Cuando empezamos la formación, Micka y Alexis estaban bastante unidos debido a la pasión que compartían por la musculación y su pasado como adiestradores de perros. Después, poco a poco, los dos mastodontes fueron distanciándose y Micka comenzó a pasar más tiempo conmigo.
Tenemos la misma edad, veintinueve años, lo que nos otorga el título de veteranos de la unidad. En clase, se sienta detrás de mí y hablamos bastante, como los típicos alumnos distraídos. Ambos tenemos ganas de que acabe la formación. Yo, porque el miedo a que me descubran me consume. Micka, simplemente, no se siente cómodo con el sistema escolar; las evaluaciones son su peor pesadilla. Por eso, con el paso de los días, Micka se convierte en mi sombra y yo, en la suya. Me acompaña cuando salgo a fumar y él fuma de su cigarrillo electrónico. Pasamos muchas noches repasando los apuntes juntos. Mi compañero ya no se anda con remilgos a la hora de señalar a sus enemigos. A los árabes los llama «moros». Con respecto a los inmigrantes, él los enviaría de vuelta a su país en un chárter.

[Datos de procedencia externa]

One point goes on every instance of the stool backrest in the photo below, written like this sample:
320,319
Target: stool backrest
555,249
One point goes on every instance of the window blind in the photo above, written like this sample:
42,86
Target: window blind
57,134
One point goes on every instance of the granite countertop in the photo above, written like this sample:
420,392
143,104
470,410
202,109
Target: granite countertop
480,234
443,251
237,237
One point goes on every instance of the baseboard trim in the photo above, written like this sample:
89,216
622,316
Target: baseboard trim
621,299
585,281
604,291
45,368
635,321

—Abuelo, ¿sabes qué separa al hombre del mono?
—No…
—¡El Mediterráneo!
Mickaël se ríe con ganas. Me enseña unas fotos en su móvil de antes de su transformación física. No era más que un renacuajo, un jovencito inofensivo.
—Lo ideal es tener el cuello igual de ancho que los bíceps y los muslos —me explica.
Durante una clase en la que nos enseñan cómo esposar a alguien, lo que, según los apuntes, «no debe ser una acción sistemática», la jefa Milat nos reparte «los grilletes», como llaman a las esposas en jerga policial. Las pruebo con mi nuevo compañero.
—No las aprietes demasiado, a ver si me vas a reventar la muñeca —me dice Mickaël.